Tuesday 19 May 2009

Am I a writer yet?

What is a writer? Is it a person who writes or a person who writes and is read?

On 30 March 2009, I finished writing my first novel, which I had started back in August 2007. I hadn't been working on it solidly during that time, but in bursts of activity. Finally, early this year, my fiance told me that he wanted me to finish it before my birthday, which happened on 1 April 2009. So I did. Thank goodness for supportive partners, right?

After that, I started sending it off to agents. The thing is, the agent concept is very confusing. Do you go one at a time? Some agents will reject you if you don't. But then some agents won't ever reply, so how long do you give them before approaching another? It's all very hard to say. I'm taking the gently-gently approach, but I might change that as things move on and no responses come back in. The only response I've had so far was emailed to me four days after I popped the letter in the post, and so I didn't feel that it had reached the desk of the powers that be. Of course, I discovered later that I'd forgotten to double space the last two chapters, so I'm telling myself that was why they rejected it. Hey, it works for me.

It also seems that cover letters must list one's publications. The whole point is that I'm not published, and it's my first book. Somewhere, in the process of writing my first book, I should also have been writing short stories and getting them published in magazines or winning competitions with them. So I've started on that as well. Nine of my stories, some of which are the kind of thing I enjoy writing, some of which are not, are out there floating in the ether being considered by various magazines.
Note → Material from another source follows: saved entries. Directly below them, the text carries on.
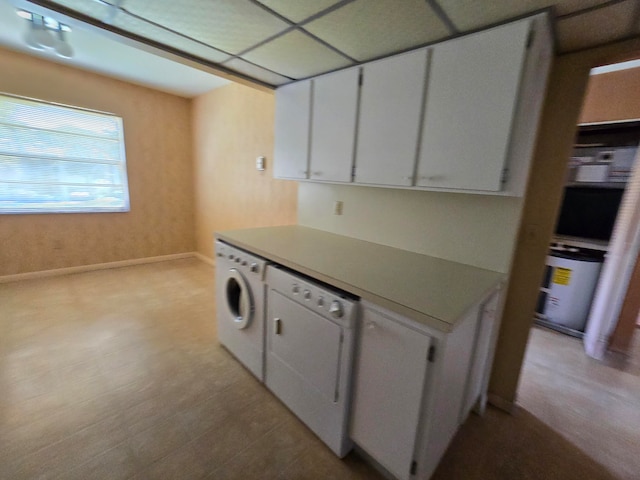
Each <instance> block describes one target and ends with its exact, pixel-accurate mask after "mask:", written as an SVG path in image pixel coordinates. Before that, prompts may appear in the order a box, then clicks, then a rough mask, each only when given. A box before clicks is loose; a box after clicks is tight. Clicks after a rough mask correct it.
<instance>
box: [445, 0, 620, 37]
mask: <svg viewBox="0 0 640 480" xmlns="http://www.w3.org/2000/svg"><path fill="white" fill-rule="evenodd" d="M436 1H437V2H438V4H439V5H440V6H441V7H442V9H443V11H444V12H445V13H446V14H447V16H448V17H449V18H450V19H451V21H452V22H453V24H454V25H455V26H456V27H457V28H459V29H460V30H462V31H464V30H473V29H476V28H480V27H484V26H487V25H491V24H494V23H498V22H502V21H504V20H508V19H510V18H513V17H517V16H519V15H524V14H527V13H530V12H534V11H536V10H539V9H541V8H546V7H549V6H551V5H555V7H556V13H557V14H558V15H565V14H567V13H572V12H575V11H578V10H583V9H585V8H589V7H592V6H594V5H599V4H602V3H606V2H607V1H609V0H518V1H516V2H514V1H513V0H490V1H478V0H436Z"/></svg>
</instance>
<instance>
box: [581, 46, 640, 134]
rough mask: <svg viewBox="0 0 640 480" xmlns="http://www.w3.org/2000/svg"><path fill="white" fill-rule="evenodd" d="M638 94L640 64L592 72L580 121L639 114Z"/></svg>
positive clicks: (601, 119) (622, 117)
mask: <svg viewBox="0 0 640 480" xmlns="http://www.w3.org/2000/svg"><path fill="white" fill-rule="evenodd" d="M638 54H640V52H638ZM639 94H640V68H632V69H629V70H621V71H618V72H611V73H603V74H600V75H593V76H592V77H590V79H589V86H588V88H587V96H586V98H585V101H584V106H583V108H582V113H581V114H580V123H594V122H615V121H618V120H630V119H636V118H640V102H639V101H638V95H639Z"/></svg>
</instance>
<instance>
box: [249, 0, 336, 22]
mask: <svg viewBox="0 0 640 480" xmlns="http://www.w3.org/2000/svg"><path fill="white" fill-rule="evenodd" d="M260 3H262V4H263V5H266V6H267V7H269V8H270V9H272V10H274V11H276V12H278V13H279V14H280V15H282V16H283V17H287V18H288V19H289V20H291V21H293V22H296V23H297V22H301V21H302V20H305V19H307V18H309V17H310V16H312V15H315V14H316V13H318V12H321V11H322V10H324V9H325V8H329V7H330V6H331V5H335V4H336V3H338V0H315V1H313V2H301V1H300V0H260Z"/></svg>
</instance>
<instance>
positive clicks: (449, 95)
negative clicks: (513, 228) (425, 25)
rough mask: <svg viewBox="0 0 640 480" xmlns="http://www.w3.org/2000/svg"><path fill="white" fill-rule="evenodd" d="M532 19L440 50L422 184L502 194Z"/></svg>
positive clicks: (477, 33) (430, 185) (428, 83)
mask: <svg viewBox="0 0 640 480" xmlns="http://www.w3.org/2000/svg"><path fill="white" fill-rule="evenodd" d="M530 27H531V21H530V20H524V21H521V22H516V23H512V24H509V25H505V26H502V27H498V28H495V29H493V30H489V31H485V32H480V33H477V34H474V35H469V36H466V37H463V38H460V39H456V40H452V41H449V42H446V43H443V44H440V45H436V46H435V47H434V48H433V54H432V59H431V65H430V68H429V81H428V87H427V95H426V103H425V119H424V126H423V131H422V141H421V148H420V155H419V159H418V179H417V182H416V183H417V185H418V186H425V187H440V188H453V189H470V190H486V191H499V190H500V189H501V188H502V181H501V180H502V173H503V172H502V171H503V168H504V165H505V161H506V158H507V154H508V150H509V143H510V137H511V126H512V123H513V119H514V114H515V110H516V106H517V103H518V96H519V87H520V78H521V75H522V70H523V65H524V60H525V56H526V52H527V39H528V36H529V31H530Z"/></svg>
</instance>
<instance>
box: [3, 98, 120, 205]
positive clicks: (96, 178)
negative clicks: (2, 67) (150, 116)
mask: <svg viewBox="0 0 640 480" xmlns="http://www.w3.org/2000/svg"><path fill="white" fill-rule="evenodd" d="M128 211H129V189H128V185H127V169H126V159H125V149H124V135H123V130H122V119H121V118H119V117H116V116H115V115H110V114H106V113H99V112H94V111H90V110H83V109H79V108H73V107H63V106H60V105H55V104H51V103H45V102H40V101H36V100H31V99H26V98H21V97H15V96H10V95H0V213H64V212H128Z"/></svg>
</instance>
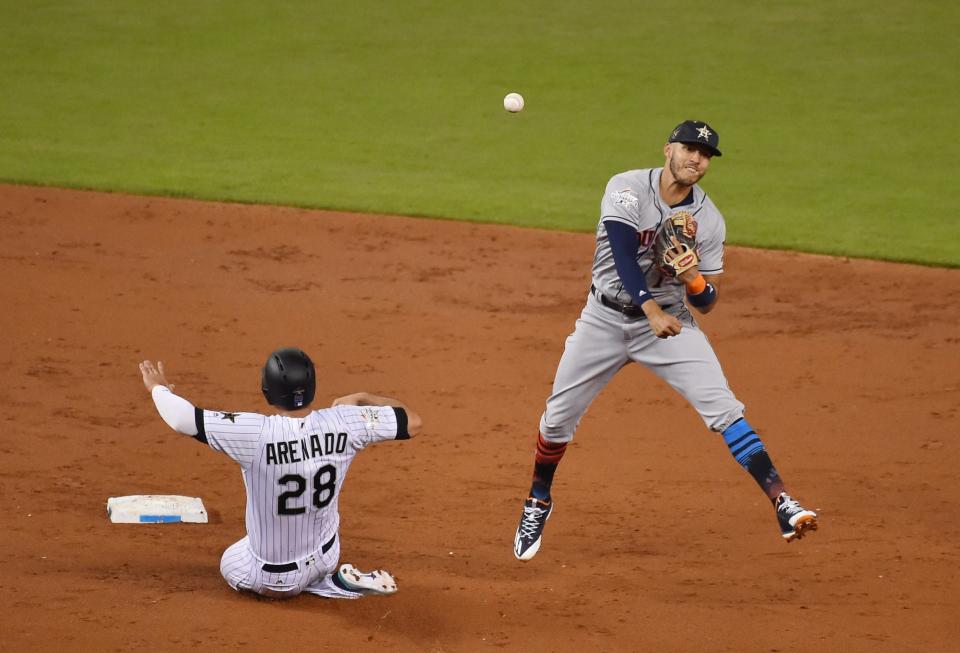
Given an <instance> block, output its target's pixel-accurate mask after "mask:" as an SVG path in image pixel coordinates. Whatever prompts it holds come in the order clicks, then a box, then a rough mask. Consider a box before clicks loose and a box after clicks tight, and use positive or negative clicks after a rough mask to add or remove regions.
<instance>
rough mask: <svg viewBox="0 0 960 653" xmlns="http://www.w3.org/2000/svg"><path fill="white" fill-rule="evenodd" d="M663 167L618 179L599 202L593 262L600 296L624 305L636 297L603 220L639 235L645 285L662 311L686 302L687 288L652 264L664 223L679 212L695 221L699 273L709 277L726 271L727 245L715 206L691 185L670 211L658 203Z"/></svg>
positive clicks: (638, 259) (640, 249) (656, 266)
mask: <svg viewBox="0 0 960 653" xmlns="http://www.w3.org/2000/svg"><path fill="white" fill-rule="evenodd" d="M662 172H663V168H646V169H644V170H630V171H627V172H621V173H620V174H617V175H614V176H613V177H612V178H611V179H610V181H609V182H608V183H607V188H606V190H605V191H604V193H603V199H602V200H601V201H600V223H599V224H598V225H597V249H596V253H595V254H594V258H593V284H594V286H596V287H597V288H598V289H600V291H601V292H602V293H603V294H604V295H606V296H607V297H610V298H611V299H615V300H617V301H619V302H622V303H624V304H627V303H630V302H631V301H632V299H633V298H632V297H631V296H630V293H629V291H627V290H626V289H625V288H624V287H623V283H622V282H621V281H620V275H619V273H618V272H617V267H616V264H615V262H614V260H613V251H612V250H611V249H610V239H609V238H608V237H607V228H606V227H605V226H604V224H603V223H604V221H605V220H616V221H617V222H623V223H624V224H628V225H630V226H631V227H633V228H634V229H636V230H637V238H638V239H639V244H640V247H639V250H638V252H637V263H639V265H640V270H641V271H642V272H643V274H644V276H645V277H646V280H647V287H648V288H649V289H650V293H651V294H652V295H653V297H654V299H655V300H657V303H658V304H660V305H661V306H663V305H666V304H679V303H682V302H683V298H684V294H685V293H686V290H685V288H684V286H683V284H682V283H681V282H680V281H678V280H676V279H672V278H668V277H664V276H663V275H661V274H660V271H659V270H658V269H657V266H656V265H654V261H653V242H654V239H655V237H656V233H657V231H658V230H659V229H660V225H661V224H663V221H664V219H665V218H666V217H667V216H669V215H672V214H673V213H676V212H678V211H686V212H687V213H690V214H691V215H692V216H693V217H694V219H695V220H696V221H697V250H698V251H699V253H700V272H701V273H702V274H706V275H712V274H720V273H721V272H723V241H724V239H725V238H726V234H727V228H726V224H725V223H724V221H723V216H722V215H721V214H720V211H719V210H717V207H716V206H715V205H714V203H713V201H711V200H710V198H709V197H707V195H706V193H704V192H703V190H702V189H701V188H700V186H697V185H696V184H695V185H694V186H693V191H692V192H691V194H690V197H689V201H688V202H687V203H685V204H683V205H679V206H675V207H670V206H668V205H667V204H666V203H665V202H664V201H663V200H662V199H661V198H660V190H659V189H660V174H661V173H662Z"/></svg>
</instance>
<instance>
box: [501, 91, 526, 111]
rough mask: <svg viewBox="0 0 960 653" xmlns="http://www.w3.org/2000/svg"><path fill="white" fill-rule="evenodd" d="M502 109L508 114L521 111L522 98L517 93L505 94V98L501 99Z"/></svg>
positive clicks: (521, 95)
mask: <svg viewBox="0 0 960 653" xmlns="http://www.w3.org/2000/svg"><path fill="white" fill-rule="evenodd" d="M503 108H504V109H506V110H507V111H509V112H510V113H517V112H518V111H523V96H522V95H520V94H519V93H507V95H506V97H505V98H503Z"/></svg>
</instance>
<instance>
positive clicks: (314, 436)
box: [266, 433, 347, 465]
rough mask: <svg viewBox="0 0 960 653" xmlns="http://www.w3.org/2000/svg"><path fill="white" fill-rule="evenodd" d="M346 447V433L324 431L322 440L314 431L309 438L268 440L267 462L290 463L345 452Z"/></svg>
mask: <svg viewBox="0 0 960 653" xmlns="http://www.w3.org/2000/svg"><path fill="white" fill-rule="evenodd" d="M346 449H347V434H346V433H337V434H333V433H324V434H323V439H322V440H321V437H320V434H319V433H313V434H311V435H310V436H309V437H308V438H300V439H299V440H287V441H285V442H282V441H281V442H268V443H267V445H266V455H267V464H268V465H289V464H291V463H299V462H303V461H304V460H309V459H310V458H317V457H318V456H324V455H329V454H332V453H343V452H344V451H346Z"/></svg>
It seems that willing them to be accepted may not be enough, as I received my very first rejection slip today.

And, of course, in order not to focus on the success or failure of my first book, I've started another. And another. And another. And another. Yes, I have four new books currently underway, and it is making me feel a little unfocussed. One I loved the idea for, but just can't seem to get it going. The other I find pours out of me as easily as breathing, but I'm not really enjoying writing it. It's a bit more serious than what I usually write, and it's a lot harder to inject some humour into it to keep it readable. The third is just an idea at this stage, focussing primarily on the joys or otherwise of being thirty, and it's probably the closest thing to being autobiographical. And the one that is keeping me up at night wondering about it is the fourth one, a story about three women, told from various perspectives.

So, am I a writer? I write every spare second I get, and I love it. Writing puts me into a relaxed, energised and happy mood. But, conversely, I don't want to think that no one is ever going to read what I write. Part of the joy is thinking that they will. I know I have a long way to go, and probably thousands of rejection slips to read, but it would be encouraging if something positive came back.

Does being published make me a writer, or can I be a writer without being published? Do I want to be a writer without being published? Could I stop writing even if I wanted to? Am I overestimating the joy of being read and seeing my work slated on Amazon?

Anyway, enough questions. I gotta go write.